I am currently working on some new user import code for Oxfords installation of Bodington (WebLearn) which takes a feed of about 35000 users and creates accounts and groups for them. Due to the large number of users involved and the small number of changes that are made each day it is important to try and keep the import running fast. At the moment the bottleneck seems to be the database which eats up most of the CPU during the import, a quick look at a process listing shows PostgreSQL using 80% or the CPU and Java using 10%. Looking at the statement logging it seemed that for each user it was always updating the user in the database even if nothing had changed. Update statements are expensive for a database compared to select statements so cutting down the number of updates seemed an obvious way to improve the performance.

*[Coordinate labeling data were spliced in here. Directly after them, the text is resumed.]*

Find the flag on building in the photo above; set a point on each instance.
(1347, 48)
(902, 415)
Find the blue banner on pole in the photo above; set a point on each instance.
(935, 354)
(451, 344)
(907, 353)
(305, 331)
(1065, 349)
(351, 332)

Every object that is stored in the database by Bodington extends org.bodington.database.PersistentObject which provides the skeleton for database objects One feature of PersistentObject is that it keeps track of wether an object has unsaved changes or not. This is done through calling the setUnsaved() method which is done by most setters of the subclasseds. Eg:
public void setName(String name)
{
this.name = name;
setUnsaved();
}
Now this means that even if the name is set to the same value the object is flagged as being unsaved. One option would have been to have add checking to the userimporter so that it only updateded the name of a user if it was different to the current value:
if (!user.getName().equals(newName))
user.setName(newName);
However there is no reason why other sections of Bodington shouldn't make use of this checking and it is also a database issue so I moved this code into the setter and ended up with:
public void setName( String name )
{
if (name == null)
throw new IllegalArgumentException("Name cannot be null");
if (name.equals(this.name)
return;
this.name = name;
setUnsaved();
}
The checking to see that if name == null is because the database has a NOT NULL constraint and this also prevents a NullPointerException from being thrown if setName(null) is called. I added this checking to org.bodington.server.realm.Users and org.bodington.server.realm.Aliases and a quick test of updating 1000 users gave the results:
- Always Saving: 1minute 3 seconds.
- Saving Changes: 30 seconds.
which isn't a bad improvement in performance. One side note is that PersistentObject.save() always saves the object and I could have changed it so that it only saved changed objects but I'm not sure that all the setters of the subclasses call setUnsaved() so I am doing my checking in the importer.
The group mapping has come wholesale from some old user import code with a few changes and just needs a little tweaking and it should be nearly ready for some proper testing.